Microgrids—often also referred to as smart grids—are essentially subsets of the larger electrical utility grids, designed to give organizations greater control over their energy resources and to make better use of utility-provided energy in conjunction with locally produced power.
In a published report—The U.S. Department of Energy’s Microgrid Initiative—the DoE defines a microgrid as “a group of interconnected loads and distributed energy resources within clearly defined electrical boundaries that acts as a single controllable entity with respect to the grid.”
The definition continues with a key feature that achieves one of the primary goals of microgrid implementation: “A microgrid can connect and disconnect from the grid to enable it to operate in both grid-connected or island-mode.’’
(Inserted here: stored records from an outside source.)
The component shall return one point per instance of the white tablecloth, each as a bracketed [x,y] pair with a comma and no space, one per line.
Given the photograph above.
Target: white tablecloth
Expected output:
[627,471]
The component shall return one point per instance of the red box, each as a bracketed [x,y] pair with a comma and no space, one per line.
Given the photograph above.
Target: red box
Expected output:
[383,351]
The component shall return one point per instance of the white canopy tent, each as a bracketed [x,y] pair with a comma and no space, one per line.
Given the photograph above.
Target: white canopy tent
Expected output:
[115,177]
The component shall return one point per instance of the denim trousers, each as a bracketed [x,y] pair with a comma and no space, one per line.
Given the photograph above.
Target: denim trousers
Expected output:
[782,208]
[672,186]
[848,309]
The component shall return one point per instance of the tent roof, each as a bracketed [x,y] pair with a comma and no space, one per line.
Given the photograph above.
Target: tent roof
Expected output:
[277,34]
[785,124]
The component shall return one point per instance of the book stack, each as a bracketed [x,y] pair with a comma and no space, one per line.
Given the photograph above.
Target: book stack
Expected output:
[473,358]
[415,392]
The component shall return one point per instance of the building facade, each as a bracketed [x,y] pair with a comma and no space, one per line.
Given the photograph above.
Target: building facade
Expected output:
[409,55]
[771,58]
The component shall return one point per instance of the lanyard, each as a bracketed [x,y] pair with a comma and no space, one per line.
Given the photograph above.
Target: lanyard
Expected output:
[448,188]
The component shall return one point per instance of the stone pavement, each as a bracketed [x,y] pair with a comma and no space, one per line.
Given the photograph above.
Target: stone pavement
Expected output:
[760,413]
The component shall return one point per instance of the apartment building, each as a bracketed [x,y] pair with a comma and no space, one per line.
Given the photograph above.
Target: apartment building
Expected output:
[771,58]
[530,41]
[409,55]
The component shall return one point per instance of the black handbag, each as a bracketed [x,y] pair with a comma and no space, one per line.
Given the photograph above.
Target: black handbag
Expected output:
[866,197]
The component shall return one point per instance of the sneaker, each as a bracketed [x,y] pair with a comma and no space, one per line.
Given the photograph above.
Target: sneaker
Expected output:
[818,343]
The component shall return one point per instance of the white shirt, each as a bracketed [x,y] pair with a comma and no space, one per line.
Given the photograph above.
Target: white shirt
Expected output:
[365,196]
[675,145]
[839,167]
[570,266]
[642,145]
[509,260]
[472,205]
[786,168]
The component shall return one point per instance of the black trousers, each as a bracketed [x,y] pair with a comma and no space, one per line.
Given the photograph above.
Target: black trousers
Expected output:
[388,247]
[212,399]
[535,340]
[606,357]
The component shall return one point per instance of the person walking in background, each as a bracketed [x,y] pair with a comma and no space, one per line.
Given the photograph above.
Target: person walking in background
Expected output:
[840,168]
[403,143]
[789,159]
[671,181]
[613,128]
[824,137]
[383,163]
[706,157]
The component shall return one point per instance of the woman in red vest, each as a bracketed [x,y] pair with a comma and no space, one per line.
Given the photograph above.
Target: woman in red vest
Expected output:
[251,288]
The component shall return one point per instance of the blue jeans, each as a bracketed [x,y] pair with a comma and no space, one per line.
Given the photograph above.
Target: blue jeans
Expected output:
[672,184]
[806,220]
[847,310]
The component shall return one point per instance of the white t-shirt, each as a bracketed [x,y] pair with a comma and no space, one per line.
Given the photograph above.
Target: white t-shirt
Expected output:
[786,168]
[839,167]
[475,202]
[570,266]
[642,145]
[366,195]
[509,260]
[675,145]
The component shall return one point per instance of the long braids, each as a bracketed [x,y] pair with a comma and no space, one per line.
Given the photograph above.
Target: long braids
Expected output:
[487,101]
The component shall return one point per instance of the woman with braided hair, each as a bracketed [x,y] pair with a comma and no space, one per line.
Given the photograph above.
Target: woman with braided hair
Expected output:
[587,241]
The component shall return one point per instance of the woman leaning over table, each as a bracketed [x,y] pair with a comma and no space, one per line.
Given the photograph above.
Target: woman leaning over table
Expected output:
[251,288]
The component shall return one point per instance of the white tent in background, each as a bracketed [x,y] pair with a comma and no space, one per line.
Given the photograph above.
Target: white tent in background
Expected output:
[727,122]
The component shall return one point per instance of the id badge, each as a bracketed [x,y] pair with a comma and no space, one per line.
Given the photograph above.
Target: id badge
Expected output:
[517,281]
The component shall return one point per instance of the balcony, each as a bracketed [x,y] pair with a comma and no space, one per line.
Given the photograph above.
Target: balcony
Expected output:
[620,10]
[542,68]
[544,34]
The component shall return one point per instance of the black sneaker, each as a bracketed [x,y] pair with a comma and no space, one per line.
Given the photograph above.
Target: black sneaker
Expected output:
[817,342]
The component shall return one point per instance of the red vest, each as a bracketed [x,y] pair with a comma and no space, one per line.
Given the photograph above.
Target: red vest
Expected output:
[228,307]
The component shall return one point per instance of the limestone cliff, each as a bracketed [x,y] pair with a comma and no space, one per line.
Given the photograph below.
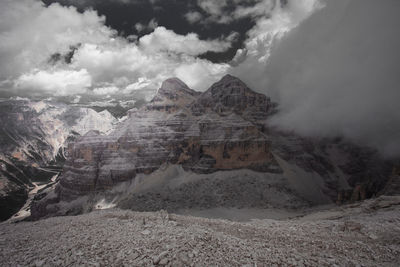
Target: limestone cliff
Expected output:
[222,129]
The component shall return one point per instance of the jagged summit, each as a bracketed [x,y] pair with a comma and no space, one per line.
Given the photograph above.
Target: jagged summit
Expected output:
[230,94]
[173,88]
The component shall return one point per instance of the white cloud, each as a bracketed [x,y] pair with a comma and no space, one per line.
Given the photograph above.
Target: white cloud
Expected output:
[61,82]
[107,90]
[163,40]
[149,27]
[28,40]
[336,74]
[30,33]
[193,17]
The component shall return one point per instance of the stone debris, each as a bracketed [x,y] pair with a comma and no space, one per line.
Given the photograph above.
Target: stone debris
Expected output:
[355,235]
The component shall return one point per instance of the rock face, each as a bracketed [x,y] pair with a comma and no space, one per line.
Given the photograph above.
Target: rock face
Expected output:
[223,129]
[32,139]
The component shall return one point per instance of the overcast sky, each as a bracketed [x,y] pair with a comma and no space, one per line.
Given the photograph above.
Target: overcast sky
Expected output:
[333,65]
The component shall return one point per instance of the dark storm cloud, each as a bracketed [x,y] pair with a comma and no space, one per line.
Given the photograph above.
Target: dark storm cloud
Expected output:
[131,18]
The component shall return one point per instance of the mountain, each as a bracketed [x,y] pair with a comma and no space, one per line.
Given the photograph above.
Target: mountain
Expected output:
[191,150]
[33,135]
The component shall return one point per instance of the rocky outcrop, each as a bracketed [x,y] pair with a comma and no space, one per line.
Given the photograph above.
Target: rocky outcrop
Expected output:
[223,129]
[32,139]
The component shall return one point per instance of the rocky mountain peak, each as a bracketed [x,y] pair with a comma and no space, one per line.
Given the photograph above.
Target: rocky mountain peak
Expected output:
[172,95]
[230,94]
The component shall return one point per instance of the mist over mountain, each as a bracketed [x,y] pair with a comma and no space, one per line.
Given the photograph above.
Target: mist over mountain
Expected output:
[128,126]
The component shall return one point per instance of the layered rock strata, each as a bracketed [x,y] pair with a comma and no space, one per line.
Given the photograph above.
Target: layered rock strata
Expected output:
[224,128]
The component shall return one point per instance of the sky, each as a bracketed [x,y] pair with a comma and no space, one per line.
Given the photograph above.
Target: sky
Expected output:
[332,65]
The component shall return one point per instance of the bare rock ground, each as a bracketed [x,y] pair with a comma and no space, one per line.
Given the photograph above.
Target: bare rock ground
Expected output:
[362,234]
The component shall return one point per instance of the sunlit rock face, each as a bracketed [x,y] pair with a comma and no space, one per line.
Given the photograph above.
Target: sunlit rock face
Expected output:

Islanding provides the mechanism for microgrid owners to realize improved resiliency when the utility grid may not provide adequate—or any—electrical power.
“The main reason [for microgrid implementations] in the U.S.—which is the world’s leading market for microgrids that are connected to the grid—is . . . unreliability,” noted Peter Asmus, who tracks emerging energy distribution networks in his role as a research director for Navigant Research.
Of course, resiliency also means that an organization can produce its own power when needed.
“The biggest key is just in the area of resiliency, and that [microgrids] can provide the opportunity to island from the grid,” noted Justin Brant, a senior associate with the Southwest Energy Efficiency Project (SWEEP) a nonprofit clean energy advocacy group. “When the grid may be down, you can still provide basic services.”